Après Berlin, où elle élabore en 1923 des nus féminins ambigus, c’est à Paris que se réalise son destin de photographe, par la reconnaissance de ses « fers », architectures métalliques, ponts et grues qui forment le portfolio Métal (1928). Installée à Paris en 1926 comme photographe de mode, elle est d’abord essentiellement au service de l’atelier de Sonia Delaunay. À partir de mars 1928, elle effectue des reportages novateurs pour le magazine photographique VU, nouvellement créé, s’attachant surtout à la vie parisienne, celle des bas-fonds et des petites gens, des quartiers populaires ou de la « zone ». On compte ainsi plus de six cents reproductions de ses photos entre 1928 et 1934.
« Germaine Krull, ne crée pas des anecdotes faciles, mais elle met en évidence le détail secret que les gens n’aperçoivent pas toujours. » Pierre Mac Orlan
Paris, Paris !
La grande ville est un ensemble d’opportunités inégalées pour cette photographe déterminée : grands magasins, mannequins de vitrines, effets lumineux de la nuit, halles et quais de Seine, qui montrent une qualité poétique. Adepte du « livre de photographie », Krull publie, en 1929, 100 x Paris, un livre de cent vues inhabituelles de la capitale. Elle concrétise ainsi l’imaginaire du « fantastique social » que développe son ami l’écrivain Pierre Mac Orlan (Quai des Brumes, 1927).
Paris, Paris des années folles |
Germaine Krull aime l’automobile, la vitesse et la mécanique. À Paris, elle photographie à foison le trafic.
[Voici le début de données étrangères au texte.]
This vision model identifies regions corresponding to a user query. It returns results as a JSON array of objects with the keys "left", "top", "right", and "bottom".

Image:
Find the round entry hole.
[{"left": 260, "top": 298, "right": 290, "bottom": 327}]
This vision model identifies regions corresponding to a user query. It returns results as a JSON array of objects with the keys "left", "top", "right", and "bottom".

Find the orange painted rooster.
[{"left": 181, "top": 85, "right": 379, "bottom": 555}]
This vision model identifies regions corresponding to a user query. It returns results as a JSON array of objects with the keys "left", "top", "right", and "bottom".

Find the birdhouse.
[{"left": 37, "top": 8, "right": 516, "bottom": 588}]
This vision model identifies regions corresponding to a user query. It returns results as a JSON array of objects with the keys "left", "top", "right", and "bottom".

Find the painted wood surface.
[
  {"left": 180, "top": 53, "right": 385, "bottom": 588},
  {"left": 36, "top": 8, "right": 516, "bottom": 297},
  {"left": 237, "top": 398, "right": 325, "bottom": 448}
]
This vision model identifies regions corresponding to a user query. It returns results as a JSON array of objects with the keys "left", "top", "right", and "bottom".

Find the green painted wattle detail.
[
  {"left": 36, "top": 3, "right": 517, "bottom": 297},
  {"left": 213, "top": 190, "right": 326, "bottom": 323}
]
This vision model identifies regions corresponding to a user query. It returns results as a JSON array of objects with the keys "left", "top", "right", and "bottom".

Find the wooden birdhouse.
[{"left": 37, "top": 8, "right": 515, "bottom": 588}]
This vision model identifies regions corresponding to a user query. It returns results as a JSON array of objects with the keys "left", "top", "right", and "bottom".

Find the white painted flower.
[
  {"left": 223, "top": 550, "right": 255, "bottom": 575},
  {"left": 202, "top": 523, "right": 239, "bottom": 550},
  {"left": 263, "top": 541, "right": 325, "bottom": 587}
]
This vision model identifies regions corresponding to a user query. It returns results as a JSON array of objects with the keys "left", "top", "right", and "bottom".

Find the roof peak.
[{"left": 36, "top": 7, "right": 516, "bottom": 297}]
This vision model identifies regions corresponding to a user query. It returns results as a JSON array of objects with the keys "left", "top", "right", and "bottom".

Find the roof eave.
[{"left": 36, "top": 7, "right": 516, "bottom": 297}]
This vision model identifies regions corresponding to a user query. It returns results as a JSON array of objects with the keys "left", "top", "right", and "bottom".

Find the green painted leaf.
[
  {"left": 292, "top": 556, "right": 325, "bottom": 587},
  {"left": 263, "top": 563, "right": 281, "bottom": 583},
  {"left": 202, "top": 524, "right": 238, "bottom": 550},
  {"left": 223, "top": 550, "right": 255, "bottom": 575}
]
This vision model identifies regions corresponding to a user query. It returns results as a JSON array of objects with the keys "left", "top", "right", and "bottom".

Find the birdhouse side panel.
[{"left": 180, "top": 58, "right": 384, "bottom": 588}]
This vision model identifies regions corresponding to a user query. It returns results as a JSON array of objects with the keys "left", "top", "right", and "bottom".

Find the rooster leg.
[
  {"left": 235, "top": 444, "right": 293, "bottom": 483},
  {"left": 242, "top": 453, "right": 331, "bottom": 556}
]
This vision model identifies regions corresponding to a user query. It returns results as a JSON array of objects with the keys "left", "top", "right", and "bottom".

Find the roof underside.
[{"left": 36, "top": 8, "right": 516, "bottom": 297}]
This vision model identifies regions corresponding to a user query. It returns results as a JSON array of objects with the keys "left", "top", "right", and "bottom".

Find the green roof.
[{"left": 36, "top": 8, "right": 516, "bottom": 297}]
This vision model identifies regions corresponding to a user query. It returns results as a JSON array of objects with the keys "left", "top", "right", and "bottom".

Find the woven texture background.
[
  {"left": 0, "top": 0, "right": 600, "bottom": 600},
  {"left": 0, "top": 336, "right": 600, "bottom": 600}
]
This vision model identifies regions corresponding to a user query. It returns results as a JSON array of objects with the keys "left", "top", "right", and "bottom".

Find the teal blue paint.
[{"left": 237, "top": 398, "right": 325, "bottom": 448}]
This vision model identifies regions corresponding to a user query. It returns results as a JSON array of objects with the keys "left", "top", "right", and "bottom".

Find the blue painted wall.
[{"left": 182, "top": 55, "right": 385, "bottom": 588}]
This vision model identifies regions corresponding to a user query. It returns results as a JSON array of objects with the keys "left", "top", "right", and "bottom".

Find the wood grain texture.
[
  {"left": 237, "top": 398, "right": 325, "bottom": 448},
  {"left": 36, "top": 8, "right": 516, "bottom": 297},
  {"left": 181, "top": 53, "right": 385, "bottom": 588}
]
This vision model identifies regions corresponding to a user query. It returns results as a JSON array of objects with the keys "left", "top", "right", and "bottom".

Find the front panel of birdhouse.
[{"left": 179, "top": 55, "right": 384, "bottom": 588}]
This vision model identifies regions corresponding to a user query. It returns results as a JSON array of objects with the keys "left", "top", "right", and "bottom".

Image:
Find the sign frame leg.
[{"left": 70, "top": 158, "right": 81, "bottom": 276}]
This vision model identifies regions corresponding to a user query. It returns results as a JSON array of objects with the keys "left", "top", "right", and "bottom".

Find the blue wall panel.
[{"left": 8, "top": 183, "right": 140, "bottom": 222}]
Après une commande publicitaire de Peugeot pour la 201 en 1929, elle montre un engouement pour le voyage par la route, la grande nouveauté de l’époque. En tant que femme-photographe, elle s’intéresse aux femmes-artistes comme Colette, Berthe Bovy, ou la chanteuse Damia. On remarque aussi des clichés de Jean Cocteau, André Malraux. 24 photos paraissent dans “Le Courrier littéraire” de 1930 où figure une Lettre de Jean Cocteau qui dit son étonnement à la réception des photos de Berthe Bovy dans La Voix humaine. Elle y est traitée comme une véritable artiste de l’avant-garde du moment. Elle ose des cadrages, des détails, des situations, des fantaisies, des jeux d’ombre projetée qui sollicitent l’imagination et provoquent l’étonnement. Elle s’intéresse au cinéma et l’exposition nous montre un film : “Il partit pour un long voyage” (11 min 20 s), histoire d’un gamin épris de géographie qui rêve d’un grand voyage et se cache sur une péniche des quais de Bercy, prétexte pour des plans « photographiquement » soignés sur les activités des quais de Seine.
Place Clichy - Germaine Krull (au fond le gaumont palace) |
En 1940, elle part pour le Brésil afin de se mettre au service de la France libre. Envoyée en 1942 à Brazzaville, elle fonde un service de propagande photographique et effectue des reportages dans l’Afrique équatoriale française. En 1943, elle rejoint Alger en tant que reporter, puis les troupes de De Lattre, débarque dans le Midi et remonte en Alsace où elle participe à la bataille d’Alsace et est témoin de la libération du camp de Vaihingen. En 1946, Germaine Krull se fixe à Bangkok et devient gérante de l’hôtel Oriental, dont elle fait un établissement de grande renommée. Adepte du bouddhisme, elle photographie abondamment le patrimoine religieux de Thaïlande et de Birmanie. Ayant quitté la gestion de son hôtel en 1966, elle prend fait et cause pour les Tibétains en exil et se met à leur service (Tibetans in India, 1968). Sans ressources, malade et ayant perdu la majeure partie de ses clichés, Germaine Krull rentre en Allemagne, où elle s’éteint le 30 juillet 1985.